The conditions of gas chromatography were as follows: detector, FID; column type and specification, SP2340; chromatographic column, 60 m*0.25 111/11 × 0.2 μm; temperature program, initial temperature (50 °C, 2 min) to 170 °C (10 °C/min; 10 min), 180 °C (2 °C/min; 10 min) and then 220 °C (4 °C/min; 22 min); Inlet temperature, 250 °C; detector temperature, 300 °C; carrier gas, nitrogen; split ratio, 1:50; sample size, 1 μL.

The components of fatty acids were determined based on comparisons with the retention times of samples of different fatty acid standards. The relative content of each component was calculated using the area normalization method. The experiment was repeated three times, and an average value of each component was obtained45.

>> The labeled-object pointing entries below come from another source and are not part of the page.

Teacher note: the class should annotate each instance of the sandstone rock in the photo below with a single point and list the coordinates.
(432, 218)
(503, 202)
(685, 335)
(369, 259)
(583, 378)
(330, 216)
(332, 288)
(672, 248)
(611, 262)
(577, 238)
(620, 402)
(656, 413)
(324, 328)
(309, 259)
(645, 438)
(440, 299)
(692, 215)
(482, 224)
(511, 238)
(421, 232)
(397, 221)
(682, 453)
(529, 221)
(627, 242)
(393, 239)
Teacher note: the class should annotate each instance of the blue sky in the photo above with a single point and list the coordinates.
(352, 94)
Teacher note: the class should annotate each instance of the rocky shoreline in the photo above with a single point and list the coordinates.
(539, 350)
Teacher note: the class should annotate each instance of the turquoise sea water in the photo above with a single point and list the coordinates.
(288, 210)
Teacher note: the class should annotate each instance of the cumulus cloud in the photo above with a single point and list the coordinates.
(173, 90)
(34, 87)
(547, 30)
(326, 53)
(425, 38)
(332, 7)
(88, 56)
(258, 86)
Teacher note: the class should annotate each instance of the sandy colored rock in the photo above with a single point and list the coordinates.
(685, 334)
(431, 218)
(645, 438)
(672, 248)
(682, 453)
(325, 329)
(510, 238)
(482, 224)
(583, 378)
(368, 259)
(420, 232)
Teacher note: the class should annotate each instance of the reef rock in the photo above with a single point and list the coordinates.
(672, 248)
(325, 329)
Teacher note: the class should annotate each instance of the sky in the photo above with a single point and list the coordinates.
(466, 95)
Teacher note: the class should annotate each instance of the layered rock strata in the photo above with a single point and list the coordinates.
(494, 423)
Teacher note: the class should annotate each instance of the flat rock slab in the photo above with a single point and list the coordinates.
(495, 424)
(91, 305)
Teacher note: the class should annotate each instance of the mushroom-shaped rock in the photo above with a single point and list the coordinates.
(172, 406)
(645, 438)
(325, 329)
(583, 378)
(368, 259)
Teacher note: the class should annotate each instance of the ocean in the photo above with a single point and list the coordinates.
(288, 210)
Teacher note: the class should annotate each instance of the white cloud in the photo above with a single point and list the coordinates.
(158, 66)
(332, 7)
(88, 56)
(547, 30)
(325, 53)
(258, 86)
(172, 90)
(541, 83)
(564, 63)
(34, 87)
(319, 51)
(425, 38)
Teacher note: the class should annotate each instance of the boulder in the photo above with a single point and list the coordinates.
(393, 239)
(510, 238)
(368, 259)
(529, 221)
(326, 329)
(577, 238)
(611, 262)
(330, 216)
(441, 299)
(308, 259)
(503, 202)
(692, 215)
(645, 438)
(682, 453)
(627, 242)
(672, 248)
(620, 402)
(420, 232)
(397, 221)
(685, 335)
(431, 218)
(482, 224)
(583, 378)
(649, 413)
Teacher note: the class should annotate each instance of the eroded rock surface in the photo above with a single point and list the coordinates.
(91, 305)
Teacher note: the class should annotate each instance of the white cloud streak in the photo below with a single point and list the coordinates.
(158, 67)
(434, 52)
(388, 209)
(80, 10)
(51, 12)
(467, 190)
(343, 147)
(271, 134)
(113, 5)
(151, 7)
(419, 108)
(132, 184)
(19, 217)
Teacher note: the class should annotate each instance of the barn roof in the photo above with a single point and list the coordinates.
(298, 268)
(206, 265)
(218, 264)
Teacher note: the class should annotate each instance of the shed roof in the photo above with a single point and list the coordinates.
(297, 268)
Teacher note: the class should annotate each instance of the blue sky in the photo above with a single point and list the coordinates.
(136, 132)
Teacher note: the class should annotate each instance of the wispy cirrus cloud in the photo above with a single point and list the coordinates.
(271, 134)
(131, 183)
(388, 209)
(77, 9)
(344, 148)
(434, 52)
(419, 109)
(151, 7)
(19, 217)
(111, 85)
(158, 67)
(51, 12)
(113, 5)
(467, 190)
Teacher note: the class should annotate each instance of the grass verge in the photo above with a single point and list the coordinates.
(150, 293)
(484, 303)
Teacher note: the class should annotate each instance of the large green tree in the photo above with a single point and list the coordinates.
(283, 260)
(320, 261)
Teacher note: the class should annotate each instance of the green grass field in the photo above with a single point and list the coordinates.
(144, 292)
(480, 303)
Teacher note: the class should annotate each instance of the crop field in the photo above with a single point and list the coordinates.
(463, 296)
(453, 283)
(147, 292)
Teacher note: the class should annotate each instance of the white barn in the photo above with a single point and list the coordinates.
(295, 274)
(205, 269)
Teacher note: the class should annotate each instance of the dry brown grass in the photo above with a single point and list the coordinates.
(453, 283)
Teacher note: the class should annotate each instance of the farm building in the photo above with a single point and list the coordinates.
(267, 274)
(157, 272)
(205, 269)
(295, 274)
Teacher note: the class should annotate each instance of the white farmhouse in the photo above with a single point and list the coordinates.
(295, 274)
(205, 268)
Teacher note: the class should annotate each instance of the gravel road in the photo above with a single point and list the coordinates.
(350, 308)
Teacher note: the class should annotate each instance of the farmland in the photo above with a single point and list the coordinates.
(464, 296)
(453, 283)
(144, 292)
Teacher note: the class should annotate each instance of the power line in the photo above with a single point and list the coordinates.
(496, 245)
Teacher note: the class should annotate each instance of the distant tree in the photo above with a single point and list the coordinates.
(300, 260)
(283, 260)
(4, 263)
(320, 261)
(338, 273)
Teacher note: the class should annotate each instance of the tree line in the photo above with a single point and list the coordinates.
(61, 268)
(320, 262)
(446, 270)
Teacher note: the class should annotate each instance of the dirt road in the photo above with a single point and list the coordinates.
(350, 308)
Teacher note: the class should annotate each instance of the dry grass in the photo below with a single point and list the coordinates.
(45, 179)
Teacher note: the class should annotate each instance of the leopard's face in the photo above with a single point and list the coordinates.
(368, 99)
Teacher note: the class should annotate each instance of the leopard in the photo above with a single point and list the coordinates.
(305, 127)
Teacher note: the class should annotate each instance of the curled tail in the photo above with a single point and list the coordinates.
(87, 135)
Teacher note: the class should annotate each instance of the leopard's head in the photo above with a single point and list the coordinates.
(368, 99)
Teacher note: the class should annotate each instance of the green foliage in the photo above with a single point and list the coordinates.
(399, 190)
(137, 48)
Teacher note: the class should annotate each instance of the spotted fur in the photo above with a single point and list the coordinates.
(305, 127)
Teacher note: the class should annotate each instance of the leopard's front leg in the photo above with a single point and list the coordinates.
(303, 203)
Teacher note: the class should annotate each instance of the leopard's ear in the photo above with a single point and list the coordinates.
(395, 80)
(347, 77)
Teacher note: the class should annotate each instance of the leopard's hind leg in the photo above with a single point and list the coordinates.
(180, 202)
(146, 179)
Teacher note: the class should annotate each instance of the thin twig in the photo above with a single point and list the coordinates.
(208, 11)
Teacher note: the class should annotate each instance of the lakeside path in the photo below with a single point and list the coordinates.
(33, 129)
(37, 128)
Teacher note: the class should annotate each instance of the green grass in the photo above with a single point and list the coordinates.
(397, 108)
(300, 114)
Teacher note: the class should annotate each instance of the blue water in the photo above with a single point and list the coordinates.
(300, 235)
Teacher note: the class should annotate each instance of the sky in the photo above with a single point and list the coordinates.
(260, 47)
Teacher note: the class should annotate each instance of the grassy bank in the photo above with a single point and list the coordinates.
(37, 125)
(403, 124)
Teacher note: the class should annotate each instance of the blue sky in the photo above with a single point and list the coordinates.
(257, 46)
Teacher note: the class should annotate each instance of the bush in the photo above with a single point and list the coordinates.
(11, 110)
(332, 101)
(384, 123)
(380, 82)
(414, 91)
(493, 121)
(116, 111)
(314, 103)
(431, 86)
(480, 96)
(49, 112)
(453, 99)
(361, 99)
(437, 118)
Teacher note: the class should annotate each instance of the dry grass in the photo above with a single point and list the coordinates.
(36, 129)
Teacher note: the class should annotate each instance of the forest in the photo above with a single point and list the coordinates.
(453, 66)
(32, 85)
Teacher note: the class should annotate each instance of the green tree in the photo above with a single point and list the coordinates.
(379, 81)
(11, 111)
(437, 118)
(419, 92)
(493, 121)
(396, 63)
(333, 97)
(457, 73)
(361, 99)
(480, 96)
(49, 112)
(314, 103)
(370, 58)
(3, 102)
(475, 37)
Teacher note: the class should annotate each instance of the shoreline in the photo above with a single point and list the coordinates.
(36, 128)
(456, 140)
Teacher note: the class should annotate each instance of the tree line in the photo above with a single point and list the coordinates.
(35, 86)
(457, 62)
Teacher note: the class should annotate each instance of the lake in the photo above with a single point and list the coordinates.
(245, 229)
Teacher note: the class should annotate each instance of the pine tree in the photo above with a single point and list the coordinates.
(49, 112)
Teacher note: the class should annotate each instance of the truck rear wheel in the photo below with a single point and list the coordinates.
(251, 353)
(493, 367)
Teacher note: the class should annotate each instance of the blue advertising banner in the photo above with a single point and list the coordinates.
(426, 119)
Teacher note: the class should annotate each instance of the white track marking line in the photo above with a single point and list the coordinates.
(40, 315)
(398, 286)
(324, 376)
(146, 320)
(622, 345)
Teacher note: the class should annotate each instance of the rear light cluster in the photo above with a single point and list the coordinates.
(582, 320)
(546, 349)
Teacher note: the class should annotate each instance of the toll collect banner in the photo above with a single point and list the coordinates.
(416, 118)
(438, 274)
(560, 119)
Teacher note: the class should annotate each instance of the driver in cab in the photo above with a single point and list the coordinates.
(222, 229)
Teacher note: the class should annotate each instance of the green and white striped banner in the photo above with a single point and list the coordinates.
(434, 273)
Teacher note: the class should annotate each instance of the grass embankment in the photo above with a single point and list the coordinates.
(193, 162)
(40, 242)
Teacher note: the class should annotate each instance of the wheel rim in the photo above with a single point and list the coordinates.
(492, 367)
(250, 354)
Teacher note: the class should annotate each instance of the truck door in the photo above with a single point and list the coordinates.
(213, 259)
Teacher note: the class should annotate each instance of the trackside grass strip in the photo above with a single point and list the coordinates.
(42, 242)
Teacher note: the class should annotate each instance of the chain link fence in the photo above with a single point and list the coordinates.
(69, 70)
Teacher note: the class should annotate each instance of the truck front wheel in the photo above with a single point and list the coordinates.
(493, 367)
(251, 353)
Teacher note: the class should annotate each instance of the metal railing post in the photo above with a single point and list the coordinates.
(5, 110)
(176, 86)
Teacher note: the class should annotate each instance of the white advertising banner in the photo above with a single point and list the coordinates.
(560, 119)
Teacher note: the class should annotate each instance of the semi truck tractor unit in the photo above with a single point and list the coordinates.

Determination of the yield per unit crown width

Yield per unit crown width also constitutes an important index in excellent germplasm screening. In actual practice, it is unreasonable to consider fruit characters only while ignoring the yield. To further improve the comprehensive evaluation system of the 40 excellent C. oleifera in the low heat valley of Guizhou, the five-year yields per unit crown width of the plants were also taken into account in this study. In full fruit period, the crown width of each plant was measured using the crown projection method: The projected areas of the crown in the east–west and north–south directions were measured, respectively. Specifically, when the projection was close to elliptical, the long axis of the ellipse was marked as a and the short axis was marked as b, and the crown area was calculated based on the formula S = Πab; when the projection was close to circular, the radius r was measured, and the crown area was calculated based on the formula S = Πr2. All fruit was collected and weighed (accurate to 0.1 kg). The yield per unit crown width was calculated as follows:

Yield per unit crown width = total yield/crown area.

Statistical analysis

Software for the analysis and processing of the data and graphs included WPS Office 2019, PS 2020 and SPSS25. The correlations among the characteristics were tested with Kaiser–Meyer–Olkin (KMO) and Bartlett sphericity and analyzed with the Pearson method. PCA was performed through dimension reduction.